La norma specifica il momento in cui debba intervenire la riassunzione del dipendente. Ma considerato che la ratio della normativa d’urgenza è quella di evitare la perdita di posti di lavoro e di minimizzare gli effetti del cambiamento di appalto sui lavoratori, sembra si possa affermare che la riassunzione debba essere immediatamente successiva al recesso del primo appaltatore.[3]

 

Decreto Sostegni: licenziamenti non compresi nel blocco

Ma quali sono i licenziamenti che non rientrano nel divieto?

Sono i seguenti:

  • I licenziamenti per giusta causa ai sensi dell’articolo 2119 Codice Civile;
  • I licenziamenti per giustificato motivo soggettivo legge 66/604;
  • I licenziamenti per raggiungimento del limite massimo di età per la fruizione della pensione di vecchiaia;
  • I licenziamenti determinati da superamento del periodo di comporto;
  • I licenziamenti durante o al termine del periodo di prova;
  • I licenziamenti dei dirigenti sulla base della c.d. “giustificatezza”, frutto della elaborazione della contrattazione collettiva: si tratta di un criterio di valutazione più forte rispetto al giustificato motivo oggettivo che si applica agli altri lavoratori subordinati;
  • I licenziamenti dei lavoratori domestici che sono “ad nutum”;
  • I licenziamenti dei lavoratori dello spettacolo a tempo indeterminato (cosa rara), laddove nel contratto di scrittura artistica sia prevista la c.d. “clausola di protesta”, cosa che consente la risoluzione del rapporto allorquando il lavoratore sia ritenuto non idoneo alla parte [4].

 

Decreto Sostegni: conseguenze del licenziamento illegittimo

Il licenziamento intimato in violazione delle predette norme è nullo. In tali ipotesi, il giudice, dichiarando nullo il licenziamento, ordina al datore di lavoro la reintegrazione del lavoratore nel posto di lavoro e condanna il datore al risarcimento del danno subito per il periodo successivo al licenziamento e fino alla reintegrazione e al versamento dei contributi previdenziali e assistenziali per tutto il periodo intercorrente fra il licenziamento e la reintegrazione.

Il risarcimento del danno è rappresentato da un’indennità commisurata all’ultima retribuzione globale di fatto maturata dal giorno del licenziamento al giorno dell’effettiva reintegrazione e non può in ogni caso essere inferiore alle cinque mensilità (non è invece previsto un limite massimo).
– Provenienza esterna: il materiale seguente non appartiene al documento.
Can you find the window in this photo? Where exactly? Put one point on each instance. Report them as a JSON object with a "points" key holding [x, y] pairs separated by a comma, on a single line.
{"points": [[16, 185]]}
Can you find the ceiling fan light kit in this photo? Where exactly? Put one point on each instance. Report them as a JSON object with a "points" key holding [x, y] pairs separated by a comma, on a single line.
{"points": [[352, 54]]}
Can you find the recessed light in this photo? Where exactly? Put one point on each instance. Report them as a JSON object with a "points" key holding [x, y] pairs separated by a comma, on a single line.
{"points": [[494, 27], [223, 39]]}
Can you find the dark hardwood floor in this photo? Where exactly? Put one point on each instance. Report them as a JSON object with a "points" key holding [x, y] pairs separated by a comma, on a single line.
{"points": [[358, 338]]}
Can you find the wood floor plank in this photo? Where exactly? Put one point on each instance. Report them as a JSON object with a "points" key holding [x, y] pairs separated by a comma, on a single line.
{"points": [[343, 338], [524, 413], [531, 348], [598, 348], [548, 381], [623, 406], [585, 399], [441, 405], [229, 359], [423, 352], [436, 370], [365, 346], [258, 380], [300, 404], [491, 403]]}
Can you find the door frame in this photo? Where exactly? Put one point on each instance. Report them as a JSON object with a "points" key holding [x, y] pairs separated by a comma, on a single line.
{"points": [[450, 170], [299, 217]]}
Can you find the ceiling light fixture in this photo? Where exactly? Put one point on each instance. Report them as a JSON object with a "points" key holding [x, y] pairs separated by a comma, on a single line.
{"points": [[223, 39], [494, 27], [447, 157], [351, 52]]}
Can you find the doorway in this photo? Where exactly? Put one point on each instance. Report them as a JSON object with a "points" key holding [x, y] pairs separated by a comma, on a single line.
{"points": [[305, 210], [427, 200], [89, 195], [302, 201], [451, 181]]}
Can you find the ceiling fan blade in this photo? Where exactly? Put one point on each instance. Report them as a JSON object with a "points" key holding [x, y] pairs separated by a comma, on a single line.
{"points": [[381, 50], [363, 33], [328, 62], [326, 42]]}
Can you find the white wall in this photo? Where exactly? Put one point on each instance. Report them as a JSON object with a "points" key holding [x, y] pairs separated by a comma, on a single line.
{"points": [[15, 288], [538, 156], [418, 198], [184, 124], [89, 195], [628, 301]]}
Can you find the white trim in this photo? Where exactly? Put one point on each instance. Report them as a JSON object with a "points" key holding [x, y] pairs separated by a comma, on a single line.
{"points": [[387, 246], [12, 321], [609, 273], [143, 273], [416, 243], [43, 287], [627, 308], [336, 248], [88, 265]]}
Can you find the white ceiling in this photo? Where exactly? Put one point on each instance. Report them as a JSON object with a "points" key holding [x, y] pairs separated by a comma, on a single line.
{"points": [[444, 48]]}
Dall’importo deve essere dedotto quanto eventualmente percepito, nel periodo di estromissione, per lo svolgimento di altre attività lavorative.

Fermo restando tale risarcimento, il lavoratore ha, comunque, la possibilità - entro trenta giorni dalla comunicazione del deposito della sentenza - di chiedere al datore di lavoro, in sostituzione della reintegrazione nel posto di lavoro, un’indennità pari a 15 mensilità dell’ultima retribuzione globale di fatto, la cui richiesta determina la risoluzione del rapporto di lavoro.

 

[1] Ai sensi dell’articolo 3 della legge 604/1966, il licenziamento può essere intimato “per ragioni inerenti all’attività produttiva, all’organizzazione del lavoro e al regolare funzionamento di essa”: si tratta del c.d. licenziamento per giustificato motivo oggettivo.

[2] Cfr. con Divieto di licenziamento: proroga in due tempi nel decreto Sostegni, Eufranio Massi, Ipsoa quotidiano del 25 marzo 2021.

[3] Cfr. con Decreto sostegni : le novità per il lavoro e gli altri aiuti al reddito, A cura di Francesco Geria

[4] Cfr. con Divieto di licenziamento: proroga in due tempi nel decreto Sostegni, Eufranio Massi, Ipsoa quotidiano del 25 marzo 2021.